Per risolvere il problema sta pensando di aggiustare il dosaggio ma anche di mischiare i prodotti che usano diverse tecnologie come l’mRNA

La Cina ha ammesso che «l’efficacia» dei propri vaccini «non è alta». Lo ha detto, ieri a Chendgu, il capo del Centro per il controllo e la prevenzione delle malattie, Gao Fu. Per risolvere il problema il governo sta esaminando due possibilità. Un’ipotesi sarebbe quella di aggiustare il dosaggio, l’intervallo tra le due dosi o aumentare il numero di dosi. La seconda opzione è invece quella di mischiare i vaccini che usano diverse tecnologie. «È ora sotto esame formale la possibilità di utilizzare vaccini diversi per il processo di immunizzazione», ha spiegato Gao che ha menzionato l’mRNA, una tecnica precedentemente sperimentale utilizzata dagli sviluppatori di vaccini occidentali mentre i produttori di farmaci cinesi utilizzavano la tecnologia tradizionale . «Tutti dovrebbero considerare i benefici che i vaccini a mRNA possono portare all’umanità – ha detto – Dobbiamo seguirlo attentamente e non ignorarlo solo perché abbiamo già diversi tipi di vaccini».
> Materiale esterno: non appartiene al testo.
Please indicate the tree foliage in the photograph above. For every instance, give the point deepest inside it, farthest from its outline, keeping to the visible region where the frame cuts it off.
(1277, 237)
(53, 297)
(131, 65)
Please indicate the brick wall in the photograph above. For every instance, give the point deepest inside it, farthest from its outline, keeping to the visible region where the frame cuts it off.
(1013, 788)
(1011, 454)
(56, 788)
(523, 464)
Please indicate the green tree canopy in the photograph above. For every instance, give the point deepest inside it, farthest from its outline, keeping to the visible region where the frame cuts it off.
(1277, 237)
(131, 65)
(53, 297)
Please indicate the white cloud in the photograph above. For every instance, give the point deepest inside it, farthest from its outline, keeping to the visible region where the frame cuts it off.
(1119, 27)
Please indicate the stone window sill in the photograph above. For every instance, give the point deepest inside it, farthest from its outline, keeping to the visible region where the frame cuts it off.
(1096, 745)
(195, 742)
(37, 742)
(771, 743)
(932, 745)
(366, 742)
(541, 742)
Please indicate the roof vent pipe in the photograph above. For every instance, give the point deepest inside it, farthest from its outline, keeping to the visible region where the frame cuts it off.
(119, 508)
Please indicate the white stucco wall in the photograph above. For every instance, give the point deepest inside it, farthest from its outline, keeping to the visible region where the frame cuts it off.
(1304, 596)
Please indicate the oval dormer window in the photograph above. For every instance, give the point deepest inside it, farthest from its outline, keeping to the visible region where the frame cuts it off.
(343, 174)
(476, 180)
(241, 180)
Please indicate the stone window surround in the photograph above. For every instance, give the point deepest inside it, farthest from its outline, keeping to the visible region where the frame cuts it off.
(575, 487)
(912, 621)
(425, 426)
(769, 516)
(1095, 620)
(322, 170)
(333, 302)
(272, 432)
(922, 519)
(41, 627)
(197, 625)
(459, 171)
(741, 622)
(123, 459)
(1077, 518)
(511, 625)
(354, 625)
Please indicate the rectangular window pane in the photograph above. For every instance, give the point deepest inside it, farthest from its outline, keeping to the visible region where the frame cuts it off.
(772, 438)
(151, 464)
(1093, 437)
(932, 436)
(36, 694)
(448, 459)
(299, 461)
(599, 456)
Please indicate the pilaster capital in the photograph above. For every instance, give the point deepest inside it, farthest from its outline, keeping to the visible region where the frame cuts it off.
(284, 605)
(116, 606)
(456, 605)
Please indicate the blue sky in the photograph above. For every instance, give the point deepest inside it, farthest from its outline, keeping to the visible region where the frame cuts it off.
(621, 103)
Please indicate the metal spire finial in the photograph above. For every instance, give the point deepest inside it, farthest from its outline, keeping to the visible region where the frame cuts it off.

Il tasso di efficacia di Sinovac, vaccino cinese, nella prevenzione dei contagi è attestato, da ricercatori brasiliani, fino al 50,4%. In confronto, il vaccino prodotto da Pfizer è risultato efficace al 97%. A oggi Pechino non ha ancora approvato alcun vaccino straniero da utilizzare in Cina. Gao non ha fornito dettagli sui possibili cambiamenti nella strategia, ma. ha dichiarato che il Paese sta esaminando due strade per «risolvere il problema».